NEW YORK -- Emmis hip-hop radio station WQHT (Hot 97) New York was smacked with steep fines and mandates of community action in the wake of a station slapping contest deemed illegal by New York Attorney General Eliot Spitzer and State Athletic Commission Chairman Ron Scott Stevens -- even though contestants participated voluntarily.

Hot 97 will pay the maximum fine of $240,000 for its "Smackfest" promotions and fund an extensive anti-violence campaign, including a $60,000 payment to one of the city's leading anti-violence organizations.

Emmis, bearing the blame, said in a statement, ""Despite the fact that the contestants voluntarily participated in what was supposed to be harmless entertainment, it was not our finest hour, and New York City deserves better," Emmis Radio President Rick Cummings said. "We have listened to the concerns and worked closely with the attorney general's office to come to an agreement that will benefit and educate the community."

Sptizer added, "This agreement should be a wake up call to all those in the entertainment industry who think outrageousness is a clever marketing strategy. The law establishes set boundaries that cannot be crossed to protect our community's health and safety."

Fellow headlining-grabbing politico and city council member John C. Lui, added, "Starting with Emmis' broadcast of racist and sexist profanity in its 'The Tsunami Song' and more recently, it's illegal 'SmackFest' prizefights, the corporate chieftains at Emmis have broken the public trust by profiting from hate and violence. Today's legal settlement is not only a victory for the New Yorkers, but will provide another incentive for Emmis' corporate chieftains to stay within the legal and ethical bounds of our public airwaves."

The Attorney General's Office and the State Athletic Commission began an investigation of Hot 97's promotions in March of this year.

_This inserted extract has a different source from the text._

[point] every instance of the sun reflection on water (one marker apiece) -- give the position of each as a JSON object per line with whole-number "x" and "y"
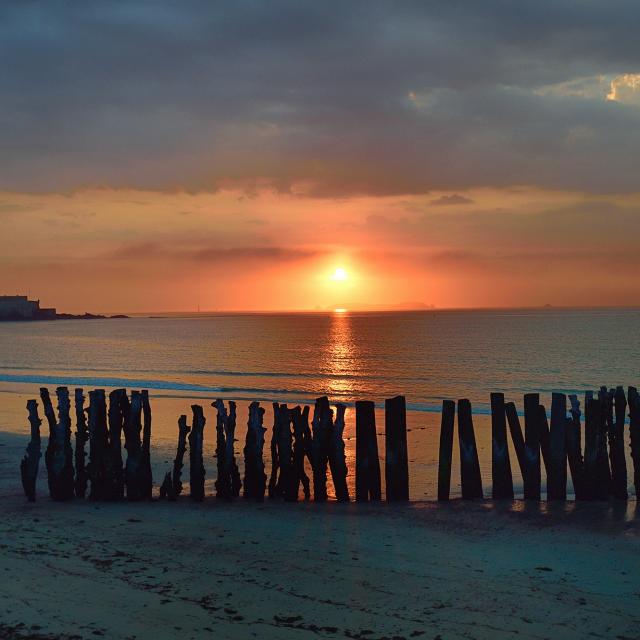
{"x": 342, "y": 357}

The investigation revealed 24 "Smackfest" contests between April 2004 and January 2005 in which participants, usually young women, took turns slapping each other. Winners were promised tickets to concerts and as much as $5,000 in cash.

In a petition filed in the New York Supreme Court, Spitzer's office and the Athletic Commission alleged that the contests were dangerous and violated state law regarding the promotion of a combative sport. The commission is responsible for issuing permits for boxing contests and does so only when certain conditions have been met. Smackfest contests did not meet those conditions.